La fusion thermonucléaire est la source de l’énergie interne des étoiles. L’espoir est que la maîtrise de la fusion, sur terre, dans une machine à confinement magnétique permette de produire, avant la fin de ce siècle, de l’énergie en abondance, respectueuse de l’environnement et bénéficiant d’un approvisionnement en combustible pratiquement inépuisable et bien réparti sur la planète. Cet article rappelle brièvement les principes qui sous-tendent la fusion, ainsi que l’environnement international dans lequel s’effectuent les recherches. La prochaine étape, Iter (International Thermonuclear Experimental Reactor), est présentée ; et une feuille de route, alliant recherche et technologie, pour arriver à un prototype de réacteur électrogène industriel est exposée.
Iter : étape-clé vers la maîtrise de l'énergie de fusion
The International Thermonuclear Experimental Reactor (ITER): a key stage in the mastery of energy from nuclear fusion
Thermonuclear fusion is the internal energy source of the stars. The hope is that mastery of fusion, on earth, in a magnetic containment device, will allow us to produce energy in abundance before the end of the century, whilst guarding the environment and benefiting from a practically inexhaustible supply that is well distributed throughout the world. This article briefly summarises the principles that underlie fusion, as well as the international environment in which research is being conducted. The next stage, ITER, is introduced; and a ‘road map’, allying both research and technology, to arrive at a prototype industrial, electric reactor, is explained.
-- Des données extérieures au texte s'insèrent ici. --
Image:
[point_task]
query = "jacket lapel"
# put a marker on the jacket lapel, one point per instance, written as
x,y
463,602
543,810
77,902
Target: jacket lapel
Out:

En 2005, les responsables gouvernementaux de 6 grands pays ou communauté de pays (Chine, Corée du Sud, États-Unis, Fédération de Russie, Japon, Union européenne) se sont entendus pour construire, ensemble, une grande machine de fusion à Cadarache en France : Iter (1) (le chemin en latin). L’Inde s’est jointe au projet en décembre 2005, de telle sorte que, désormais, 3 pays, représentant plus de la moitié de la population mondiale et plus de 75 % du produit mondial brut annuel, sont directement associés à ce projet. Celui-ci, établi en étroite collaboration avec la communauté scientifique concernée, constitue un élément essentiel du programme mondial de recherche sur la fusion par confinement magnétique.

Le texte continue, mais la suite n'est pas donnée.